Integrate and improve
GDS 2.0 also offers more machine learning and AutoML capabilities. Introduced the ability to create ML pipelines for tasks such as link prediction. This means that you can add missing relationships to diagrams or node taxonomies. For example, filling in missing labels, such as marking transactions as fraudulent or successful.
Frame explained how GDS introduces the concept of pipeline catalogs. This allows users to indicate that they want to train a model towards a specific end goal, and GDS assists with intermediate steps such as generating embeddings and selecting the best performing model.
This also relates to the broader story.
Integrations, especially with Google and its Vertex AI platform. Neo4j and Google are partners, which is why AuraDS was first brought to Google Cloud. Additionally, AuraDS and Vertex AI can be integrated, and Neo4j and Google have been and continue to work together on this.

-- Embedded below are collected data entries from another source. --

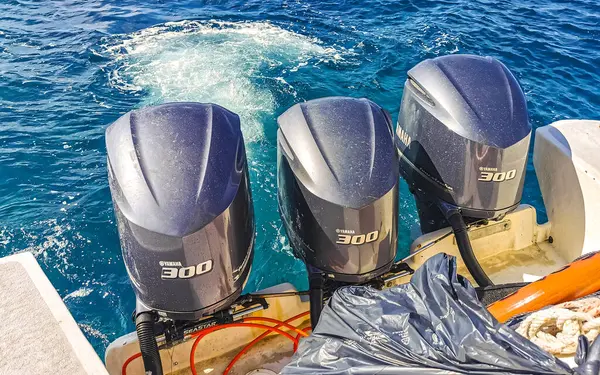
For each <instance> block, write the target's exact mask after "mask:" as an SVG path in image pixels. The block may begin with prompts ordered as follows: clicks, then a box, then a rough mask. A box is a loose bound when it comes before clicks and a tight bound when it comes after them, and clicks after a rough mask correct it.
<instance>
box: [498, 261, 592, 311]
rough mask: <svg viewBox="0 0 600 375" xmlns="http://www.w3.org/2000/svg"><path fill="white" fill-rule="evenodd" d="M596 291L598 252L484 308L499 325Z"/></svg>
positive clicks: (526, 285) (557, 271)
mask: <svg viewBox="0 0 600 375" xmlns="http://www.w3.org/2000/svg"><path fill="white" fill-rule="evenodd" d="M598 290H600V252H595V253H591V254H589V255H586V256H584V257H582V258H579V259H577V260H575V261H573V262H572V263H571V264H569V265H567V266H565V267H564V268H562V269H560V270H558V271H556V272H554V273H551V274H549V275H548V276H546V277H544V278H543V279H540V280H537V281H534V282H532V283H531V284H529V285H526V286H524V287H522V288H521V289H519V290H517V291H516V292H514V293H513V294H511V295H509V296H507V297H505V298H504V299H501V300H499V301H496V302H494V303H492V304H491V305H489V306H488V311H489V312H490V313H491V314H492V315H493V316H494V317H495V318H496V319H498V321H499V322H501V323H504V322H506V321H507V320H509V319H510V318H512V317H513V316H516V315H519V314H522V313H526V312H531V311H536V310H539V309H541V308H543V307H545V306H548V305H555V304H557V303H562V302H565V301H572V300H574V299H577V298H581V297H585V296H587V295H588V294H591V293H594V292H597V291H598Z"/></svg>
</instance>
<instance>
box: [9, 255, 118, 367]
mask: <svg viewBox="0 0 600 375" xmlns="http://www.w3.org/2000/svg"><path fill="white" fill-rule="evenodd" d="M0 316H2V319H3V322H2V324H0V337H1V338H2V340H0V374H3V375H13V374H14V375H20V374H27V375H30V374H31V375H37V374H40V375H42V374H44V375H47V374H61V375H75V374H94V375H96V374H98V375H107V374H108V372H107V371H106V368H105V367H104V364H103V363H102V361H101V360H100V358H99V357H98V354H96V352H95V351H94V348H92V345H91V344H90V343H89V342H88V340H87V339H86V338H85V336H84V335H83V333H82V332H81V330H80V329H79V326H78V325H77V323H76V322H75V320H74V319H73V317H72V316H71V314H70V313H69V310H67V307H66V306H65V304H64V303H63V300H62V298H61V297H60V296H59V295H58V293H57V292H56V289H54V287H53V286H52V284H51V283H50V280H48V278H47V277H46V275H45V274H44V271H42V269H41V268H40V266H39V264H38V263H37V261H36V260H35V257H34V256H33V254H31V253H19V254H16V255H10V256H7V257H4V258H0Z"/></svg>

The new integration is a significant addition to GDS/AuraDS. As Frame points out, data scientists don’t work in isolation. Therefore, it is important to support reading data to and from the GDS. GDS 2.0 supports his Neo4j connector with Apache Spark and BI tools like Microsoft Power BI, Tableau and Looker. Additionally, integrations with Dataiku and KNIME have been added.
Last but not least, GDS 2.0 includes new algorithms and improvements to existing algorithms. According to Neo4j, features such as “breadth-first search”, “depth-first search”, “K-nearest neighbor search”, and “delta stepping” have now reached the level of “product layering”.
big picture
Overall, GDS has undergone a major upgrade and overhaul. The launch of AuraDS brings the benefits of the cloud and advances GDS. GDS saw over 370% year-over-year growth in enterprise customers and hundreds of thousands of downloads. GDS 2.0 and AuraDS bring graph data science one step closer to mainstream adoption.